Jiang Wei, Yu Weichuan
Department of Electronic and Computer Engineering, The Hong Kong University of Science and Technology, Clear Water Bay, Kowloon, Hong Kong, China.
Bioinformatics. 2017 Feb 15;33(4):500-507. doi: 10.1093/bioinformatics/btw690.
In genome-wide association studies (GWASs) of common diseases/traits, we often analyze multiple GWASs with the same phenotype together to discover associated genetic variants with higher power. Since it is difficult to access data with detailed individual measurements, summary-statistics-based meta-analysis methods have become popular to jointly analyze datasets from multiple GWASs.

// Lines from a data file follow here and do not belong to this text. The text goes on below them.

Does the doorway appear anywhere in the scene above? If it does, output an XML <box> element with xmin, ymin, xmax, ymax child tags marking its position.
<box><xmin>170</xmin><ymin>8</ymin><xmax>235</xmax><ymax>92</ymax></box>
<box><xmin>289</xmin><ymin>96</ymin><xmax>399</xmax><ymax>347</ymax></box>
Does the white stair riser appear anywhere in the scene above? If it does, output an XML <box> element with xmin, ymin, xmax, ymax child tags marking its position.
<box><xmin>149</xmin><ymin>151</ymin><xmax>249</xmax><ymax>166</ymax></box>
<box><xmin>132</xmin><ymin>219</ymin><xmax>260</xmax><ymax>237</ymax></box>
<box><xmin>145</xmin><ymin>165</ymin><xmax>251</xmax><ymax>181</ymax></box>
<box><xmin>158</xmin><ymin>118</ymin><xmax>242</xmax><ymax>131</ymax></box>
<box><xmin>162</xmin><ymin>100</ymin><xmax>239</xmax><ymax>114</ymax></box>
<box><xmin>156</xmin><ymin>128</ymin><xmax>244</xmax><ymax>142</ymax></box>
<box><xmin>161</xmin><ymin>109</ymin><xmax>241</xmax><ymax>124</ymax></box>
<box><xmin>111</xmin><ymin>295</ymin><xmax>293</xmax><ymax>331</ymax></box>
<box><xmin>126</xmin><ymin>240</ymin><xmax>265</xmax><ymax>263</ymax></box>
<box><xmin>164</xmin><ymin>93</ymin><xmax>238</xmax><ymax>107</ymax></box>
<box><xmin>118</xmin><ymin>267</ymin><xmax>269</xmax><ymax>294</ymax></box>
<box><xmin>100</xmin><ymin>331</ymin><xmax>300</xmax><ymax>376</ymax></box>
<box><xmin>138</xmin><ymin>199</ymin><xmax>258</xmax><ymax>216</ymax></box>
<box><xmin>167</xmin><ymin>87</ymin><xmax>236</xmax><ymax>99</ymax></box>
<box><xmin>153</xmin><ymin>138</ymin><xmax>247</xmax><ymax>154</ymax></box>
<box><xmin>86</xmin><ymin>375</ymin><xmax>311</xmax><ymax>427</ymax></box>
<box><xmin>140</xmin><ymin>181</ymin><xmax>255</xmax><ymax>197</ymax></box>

In this paper, we propose a novel summary-statistics-based joint analysis method based on controlling the joint local false discovery rate (Jlfdr). We prove that our method is the most powerful summary-statistics-based joint analysis method when controlling the false discovery rate at a certain level. In particular, the Jlfdr-based method achieves higher power than commonly used meta-analysis methods when analyzing heterogeneous datasets from multiple GWASs. Simulation experiments demonstrate the superior power of our method over meta-analysis methods. Also, our method discovers more associations than meta-analysis methods from empirical datasets of four phenotypes.
The R-package is available at: http://bioinformatics.ust.hk/Jlfdr.html .
Supplementary data are available at Bioinformatics online.
在常见疾病/性状的全基因组关联研究(GWAS)中,我们经常一起分析多个具有相同表型的GWAS,以发现具有更高功效的相关遗传变异。由于难以获取具有详细个体测量数据的数据,基于汇总统计量的荟萃分析方法已成为联合分析来自多个GWAS数据集的常用方法。
在本文中,我们提出了一种基于控制联合局部错误发现率(Jlfdr)的新型基于汇总统计量的联合分析方法。我们证明,在将错误发现率控制在一定水平时,我们的方法是最强大的基于汇总统计量的联合分析方法。特别是,基于Jlfdr的方法在分析来自多个GWAS的异质数据集时,比常用的荟萃分析方法具有更高的功效。模拟实验证明了我们的方法相对于荟萃分析方法的优越功效。此外,我们的方法从四种表型的经验数据集中发现的关联比荟萃分析方法更多。
R包可在以下网址获得:http://bioinformatics.ust.hk/Jlfdr.html 。
补充数据可在《生物信息学》在线获取。